Effects of derivatives of coclaurine (C), which mimic the 'eastern' or the nonquaternary halves of the alkaloids tetrandrine or d-tubocurarine, respectively, both of which are inhibitors of nicotinic acetylcholine receptors (nACh), were examined on recombinant, human alpha7, alpha4beta2 and alpha4beta4 nACh receptors expressed in Xenopus oocytes and clonal cell lines using two-electrode voltage clamping and radioligand binding techniques. In this limited series, Cs have higher affinity and are most potent at alpha4 subunit-containing-nACh receptors and least potent at homomeric alpha7 receptors, and this trend is very marked for the N-unsubstituted C and its O,O'-bisbenzyl derivative. 7-O-Benzyl-N-methylcoclaurine (BBCM) and its 12-O-methyl derivative showed the highest affinities and potencies at all three receptor subtypes, and this suggests that lipophilicity at C7 and/or C12 increases potency. Laudanosine and armepavine (A) were noncompetitive and voltage-dependent inhibitors of alpha7, alpha4beta2 or alpha4beta4 receptors, but the bulkier C7-benzylated 7BNMC (7-O-benzyl-N-methylcoclaurine) and 7B12MNMC (7-O-benzyl-N,12-O-dimethyl coclaurine) were voltage-independent, noncompetitive inhibitors of nACh receptors. Voltage-dependence was also lost on going from A to its N-ethyl analogue. These studies suggest that C derivatives may be useful tools for studies characterising the antagonist and ion channel sites on human alpha7, alpha4beta2 or alpha4beta4 nACh receptors and for revealing structure-function relationships for nACh receptor antagonists.

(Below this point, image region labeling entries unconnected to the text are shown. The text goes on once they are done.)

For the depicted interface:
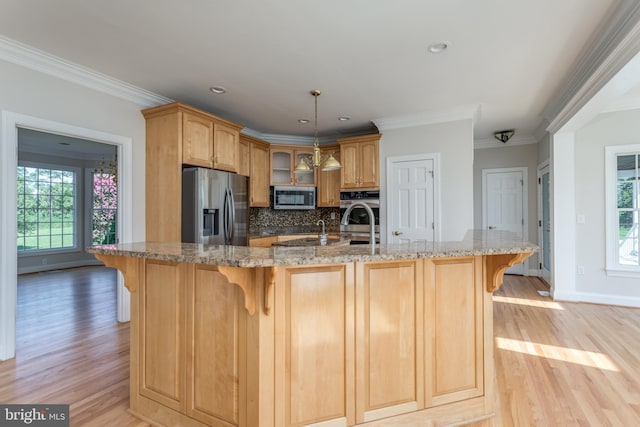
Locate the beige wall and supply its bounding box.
[380,119,473,241]
[575,110,640,305]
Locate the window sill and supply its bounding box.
[605,267,640,279]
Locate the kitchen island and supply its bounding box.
[89,231,537,427]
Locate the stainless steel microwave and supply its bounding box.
[273,186,316,209]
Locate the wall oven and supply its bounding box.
[340,191,380,245]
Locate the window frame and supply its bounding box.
[605,144,640,278]
[16,161,82,254]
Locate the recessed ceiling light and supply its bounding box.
[209,86,227,95]
[427,42,449,53]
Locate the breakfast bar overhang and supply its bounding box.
[89,231,537,427]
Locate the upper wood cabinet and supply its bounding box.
[337,134,382,189]
[182,112,213,168]
[142,102,242,242]
[317,145,341,207]
[271,145,316,187]
[238,135,251,176]
[240,135,269,207]
[213,121,240,172]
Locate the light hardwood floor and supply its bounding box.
[0,268,640,427]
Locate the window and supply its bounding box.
[606,145,640,277]
[91,172,118,245]
[17,165,77,253]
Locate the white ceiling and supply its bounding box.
[0,0,636,144]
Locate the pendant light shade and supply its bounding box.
[293,89,342,173]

Chaperone protein 14-3-3 and protein kinase A increase the relative abundance of low agonist sensitivity human alpha 4 beta 2 nicotinic acetylcholine receptors in Xenopus oocytes.

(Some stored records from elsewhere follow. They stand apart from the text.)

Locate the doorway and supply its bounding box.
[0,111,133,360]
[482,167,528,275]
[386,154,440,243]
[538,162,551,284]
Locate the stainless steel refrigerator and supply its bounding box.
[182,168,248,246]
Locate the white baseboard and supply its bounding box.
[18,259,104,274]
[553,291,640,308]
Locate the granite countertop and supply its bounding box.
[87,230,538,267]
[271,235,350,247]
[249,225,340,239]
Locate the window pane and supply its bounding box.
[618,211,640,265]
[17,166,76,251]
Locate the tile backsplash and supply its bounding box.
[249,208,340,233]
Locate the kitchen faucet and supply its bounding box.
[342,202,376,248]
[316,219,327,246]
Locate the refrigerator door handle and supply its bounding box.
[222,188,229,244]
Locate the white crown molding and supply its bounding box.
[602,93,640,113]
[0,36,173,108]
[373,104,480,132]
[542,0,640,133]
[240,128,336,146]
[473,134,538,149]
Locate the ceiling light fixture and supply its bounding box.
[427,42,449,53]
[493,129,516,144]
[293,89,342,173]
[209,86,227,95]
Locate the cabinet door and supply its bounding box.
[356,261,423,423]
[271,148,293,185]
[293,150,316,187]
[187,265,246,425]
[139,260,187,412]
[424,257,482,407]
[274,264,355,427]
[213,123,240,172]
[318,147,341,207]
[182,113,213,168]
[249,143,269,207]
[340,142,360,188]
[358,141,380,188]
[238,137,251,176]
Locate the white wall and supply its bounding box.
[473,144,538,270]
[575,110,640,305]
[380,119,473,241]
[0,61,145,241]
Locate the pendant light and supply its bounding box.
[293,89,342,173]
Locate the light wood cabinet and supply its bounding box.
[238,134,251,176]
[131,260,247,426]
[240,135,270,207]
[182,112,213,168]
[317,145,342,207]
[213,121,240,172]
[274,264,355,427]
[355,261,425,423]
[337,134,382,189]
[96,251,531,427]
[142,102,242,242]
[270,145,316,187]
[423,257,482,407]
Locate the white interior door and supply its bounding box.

Alpha4 and beta2 nicotinic acetylcholine (nACh) receptor subunits expressed heterologously in Xenopus oocytes assemble into a mixture of receptors with high and low agonist sensitivity whose relative abundance is influenced by the heteropentamer subunit ratio. We have found that inhibition of protein kinase A by KT5720 decreased maximal [3H]cytisine binding and acetylcholine (ACh)-induced current responses, and increased the relative proportion of alpha4beta2 receptors with high agonist sensitivity. Mutation of serine 467, a putative protein kinase A substrate in a chaperone protein binding motif within the large cytoplasmic domain of the alpha4 subunit, to alanine or asparate decreased or increased, respectively, maximal [3H]cytisine binding and ACh response amplitude. Expression of alpha4S467A mutant subunits decreased steady levels of alpha4 and the relative proportion of alpha4beta2 receptors with low agonist sensitivity, whilst expression of alpha4S467D increased steady levels of alpha4 and alpha4beta2 receptors with low agonist sensitivity. Difopein, an inhibitor of chaperone 14-3-3 proteins, decreased [3H]cytisine binding and ACh responses and increased the proportion of alpha4beta2 with high sensitivity to activation by ACh. Thus, post-translational modification affecting steady-state levels of alpha4 subunits provides a possible means for physiologically relevant, chaperone-mediated variation in the relative proportion of high and low agonist sensitivity alpha4beta2 nACh receptors.